Key Points of the DOL’s Final Rule
DOL’s new rules significantly alter the minimum compensation standards for exempt employees as follows:
- The minimum salary level requirement for the white collar exemptions is increased from the previous $455 weekly rate (the equivalent of $23,660 per year) to a weekly rate of $913 (the equivalent of $47,476 per year). For highly compensated employees the minimum salary requirement increased from a salary requirement of $100,000 annually to $134,004 annually.
- Non-discretionary bonuses, incentive payments, and commissions may account for up to ten percent (10%) of the minimum required salary level for exempt employees, provided those amounts are paid at least quarterly. According to the DOL, this provision was a response to comments from the business community and recognizes the importance these forms of pay have in many companies’ compensation arrangements.
- Minimum compensation levels for exempt employees will be updated every three years beginning on January 1, 2020. Minimum salary levels for exempt employees will be adjusted to reflect the level of the fortieth (40th) percentile of full-time salaried workers in the lowest-wage national Census region. In addition, the highly compensated individual salary threshold will adjust to reflect the ninetieth (90th) percentile of full-time salaried workers nationally.
The new DOL compensation rules do not impact the "duties tests" applicable to executive, administrative, or professional employees.
What this Means for Private Employers
Employers must begin preparing now, in anticipation of the December 1, 2016 effective date.

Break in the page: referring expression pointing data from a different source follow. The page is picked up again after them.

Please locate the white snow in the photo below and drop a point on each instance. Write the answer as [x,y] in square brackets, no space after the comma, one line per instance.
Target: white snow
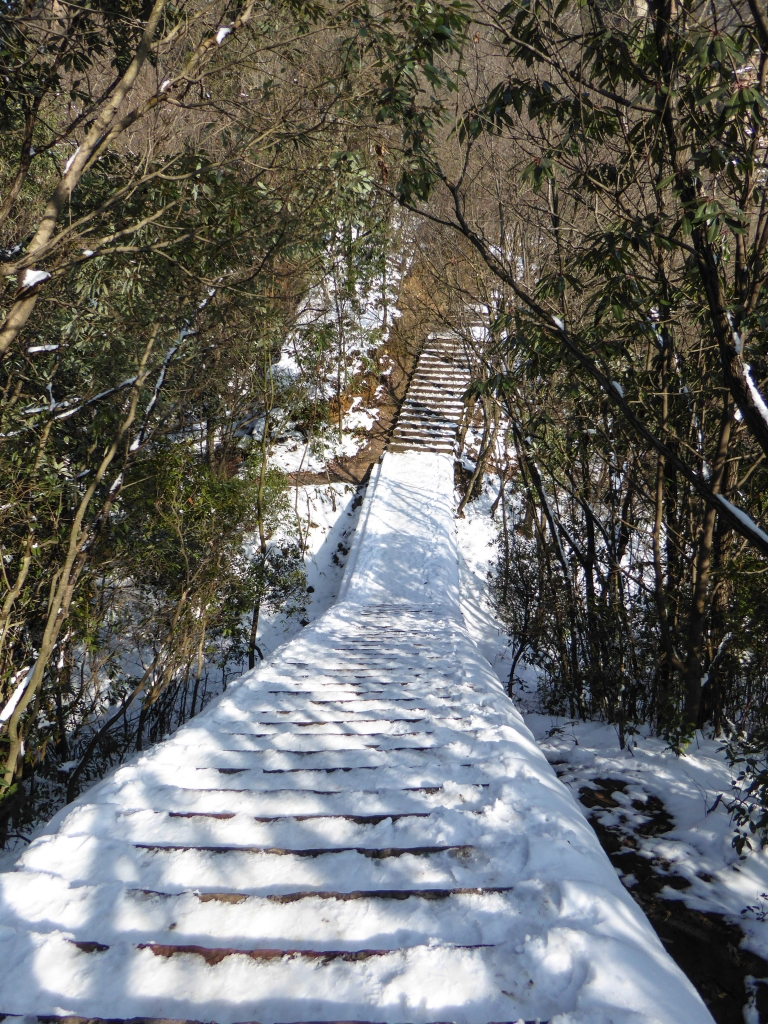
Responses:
[756,395]
[29,278]
[15,696]
[296,830]
[695,790]
[743,517]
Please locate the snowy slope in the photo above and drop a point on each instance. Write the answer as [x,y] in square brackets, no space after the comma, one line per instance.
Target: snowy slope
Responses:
[363,828]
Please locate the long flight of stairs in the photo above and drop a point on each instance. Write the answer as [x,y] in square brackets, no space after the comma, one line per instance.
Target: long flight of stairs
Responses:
[432,408]
[363,829]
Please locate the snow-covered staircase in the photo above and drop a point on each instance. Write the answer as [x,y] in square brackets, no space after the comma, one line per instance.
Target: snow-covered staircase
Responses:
[361,829]
[432,408]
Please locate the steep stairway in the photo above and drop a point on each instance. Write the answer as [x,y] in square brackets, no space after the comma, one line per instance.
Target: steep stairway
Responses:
[432,408]
[360,829]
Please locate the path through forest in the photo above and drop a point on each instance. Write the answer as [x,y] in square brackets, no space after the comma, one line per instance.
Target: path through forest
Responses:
[363,828]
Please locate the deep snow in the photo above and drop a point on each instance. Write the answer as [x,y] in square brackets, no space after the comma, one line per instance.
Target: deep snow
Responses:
[363,828]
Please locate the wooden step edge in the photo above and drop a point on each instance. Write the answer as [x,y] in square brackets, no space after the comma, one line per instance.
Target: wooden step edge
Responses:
[373,853]
[342,897]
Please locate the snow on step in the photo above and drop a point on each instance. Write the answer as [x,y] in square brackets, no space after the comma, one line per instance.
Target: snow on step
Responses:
[361,829]
[432,408]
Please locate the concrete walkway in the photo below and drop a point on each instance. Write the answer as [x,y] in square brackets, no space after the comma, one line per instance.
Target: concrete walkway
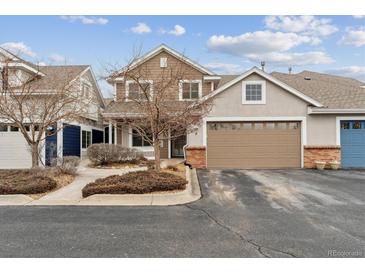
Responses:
[71,194]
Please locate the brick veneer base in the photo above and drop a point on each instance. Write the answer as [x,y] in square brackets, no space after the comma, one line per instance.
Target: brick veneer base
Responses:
[321,153]
[196,156]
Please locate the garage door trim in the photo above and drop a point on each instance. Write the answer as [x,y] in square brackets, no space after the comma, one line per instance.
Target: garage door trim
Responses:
[301,119]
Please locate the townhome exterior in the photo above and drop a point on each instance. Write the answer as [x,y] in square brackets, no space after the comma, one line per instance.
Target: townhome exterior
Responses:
[258,120]
[197,79]
[74,136]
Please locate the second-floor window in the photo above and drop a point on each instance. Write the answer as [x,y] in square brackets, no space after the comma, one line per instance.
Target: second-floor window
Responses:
[137,91]
[190,89]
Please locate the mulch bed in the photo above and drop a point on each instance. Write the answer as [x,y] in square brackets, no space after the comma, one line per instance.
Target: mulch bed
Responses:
[139,182]
[25,182]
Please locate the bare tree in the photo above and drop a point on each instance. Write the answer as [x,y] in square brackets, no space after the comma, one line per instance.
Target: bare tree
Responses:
[34,105]
[155,112]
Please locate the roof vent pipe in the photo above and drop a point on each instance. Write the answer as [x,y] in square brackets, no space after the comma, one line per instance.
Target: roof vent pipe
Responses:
[263,65]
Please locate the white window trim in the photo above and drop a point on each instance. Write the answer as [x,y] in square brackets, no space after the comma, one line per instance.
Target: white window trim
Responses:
[143,148]
[190,81]
[128,82]
[302,119]
[263,92]
[338,125]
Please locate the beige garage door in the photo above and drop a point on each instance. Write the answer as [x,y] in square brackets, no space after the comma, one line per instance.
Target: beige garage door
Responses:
[253,145]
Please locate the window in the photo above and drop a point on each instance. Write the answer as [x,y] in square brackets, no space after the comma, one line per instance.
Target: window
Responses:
[345,125]
[138,140]
[356,125]
[86,90]
[190,90]
[135,91]
[3,128]
[86,139]
[253,92]
[163,62]
[14,128]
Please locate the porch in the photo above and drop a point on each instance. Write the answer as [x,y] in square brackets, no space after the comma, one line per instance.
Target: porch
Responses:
[123,135]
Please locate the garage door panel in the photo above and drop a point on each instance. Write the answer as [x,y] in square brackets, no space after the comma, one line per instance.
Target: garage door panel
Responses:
[241,151]
[255,163]
[232,147]
[353,144]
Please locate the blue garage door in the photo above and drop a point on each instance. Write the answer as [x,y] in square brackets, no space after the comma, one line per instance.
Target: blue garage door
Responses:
[97,136]
[353,144]
[71,140]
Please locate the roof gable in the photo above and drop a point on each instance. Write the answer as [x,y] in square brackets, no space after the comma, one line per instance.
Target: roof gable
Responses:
[269,78]
[164,48]
[17,62]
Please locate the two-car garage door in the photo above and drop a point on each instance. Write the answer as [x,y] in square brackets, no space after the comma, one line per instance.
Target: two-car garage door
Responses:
[254,144]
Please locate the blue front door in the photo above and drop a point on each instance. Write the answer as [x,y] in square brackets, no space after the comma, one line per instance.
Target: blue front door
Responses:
[353,144]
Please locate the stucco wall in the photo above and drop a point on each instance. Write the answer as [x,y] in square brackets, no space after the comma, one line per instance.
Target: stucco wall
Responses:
[278,102]
[321,129]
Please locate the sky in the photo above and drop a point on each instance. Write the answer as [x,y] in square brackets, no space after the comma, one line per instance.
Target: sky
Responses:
[223,44]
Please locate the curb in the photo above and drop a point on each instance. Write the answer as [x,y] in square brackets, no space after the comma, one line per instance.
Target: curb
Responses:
[14,200]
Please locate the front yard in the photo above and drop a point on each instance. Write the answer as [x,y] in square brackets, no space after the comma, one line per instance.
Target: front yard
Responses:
[32,182]
[171,179]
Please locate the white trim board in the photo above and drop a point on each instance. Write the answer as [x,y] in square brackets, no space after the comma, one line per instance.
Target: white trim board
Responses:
[312,110]
[263,92]
[169,50]
[267,77]
[200,91]
[302,119]
[338,125]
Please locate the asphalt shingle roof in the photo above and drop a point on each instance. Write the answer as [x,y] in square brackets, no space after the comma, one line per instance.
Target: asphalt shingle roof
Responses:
[332,91]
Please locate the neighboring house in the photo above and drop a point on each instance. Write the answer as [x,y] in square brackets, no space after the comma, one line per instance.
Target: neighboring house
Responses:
[75,137]
[258,120]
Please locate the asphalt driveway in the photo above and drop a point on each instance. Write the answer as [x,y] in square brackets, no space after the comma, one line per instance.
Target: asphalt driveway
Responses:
[281,213]
[298,213]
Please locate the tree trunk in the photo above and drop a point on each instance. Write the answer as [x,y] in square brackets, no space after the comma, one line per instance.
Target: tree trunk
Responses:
[156,147]
[35,155]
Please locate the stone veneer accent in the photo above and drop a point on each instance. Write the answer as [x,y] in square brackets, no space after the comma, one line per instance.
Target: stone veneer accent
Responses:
[196,156]
[321,153]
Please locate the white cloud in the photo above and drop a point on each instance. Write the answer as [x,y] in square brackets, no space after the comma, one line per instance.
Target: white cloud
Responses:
[354,37]
[42,64]
[350,71]
[55,57]
[178,30]
[225,68]
[141,28]
[290,59]
[86,20]
[258,42]
[18,48]
[306,24]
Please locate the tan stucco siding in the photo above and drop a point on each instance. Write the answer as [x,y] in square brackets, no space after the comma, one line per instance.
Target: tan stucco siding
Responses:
[279,102]
[321,130]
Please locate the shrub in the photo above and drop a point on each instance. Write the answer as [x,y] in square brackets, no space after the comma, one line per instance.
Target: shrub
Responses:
[103,154]
[25,182]
[135,183]
[68,165]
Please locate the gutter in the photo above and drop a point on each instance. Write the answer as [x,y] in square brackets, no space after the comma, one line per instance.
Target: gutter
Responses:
[312,110]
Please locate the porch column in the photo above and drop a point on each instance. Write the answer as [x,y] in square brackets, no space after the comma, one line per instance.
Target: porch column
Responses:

- Employers should identify those employees affected by the increased salary thresholds and determine whether those employees’ salaries need to be raised in order to maintain their exemption or the employees should be reclassified as nonexempt.
- In deciding between the above two alternatives, employers may wish to track and examine the hours worked by affected employees to determine which employees work more than forty hours per workweek and thereby calculate potential overtime exposure if employees are reclassified as nonexempt.
- Employers also should anticipate in their long-range forecasts and budgeting for the automatic salary threshold adjustments every three years, which begins January 1, 2020. The DOL will publish the updated salary adjustment rate in the Federal Register at least 150 days before the January 1, 2020 effective date. The new salary and compensation levels will also be posted on the DOL website.
The Final Rule issued by the DOL is anticipated to expand the number of "white collar" employees nationwide who are entitled to overtime pay as non-exempt employees by approximately four million employees nationwide. Because overtime wage and hour claims are the frequent subject of litigation, employers are well advised to consult with counsel or conduct a careful review of their own employee classifications to ensure compliance by the December 1, 2016 effective date.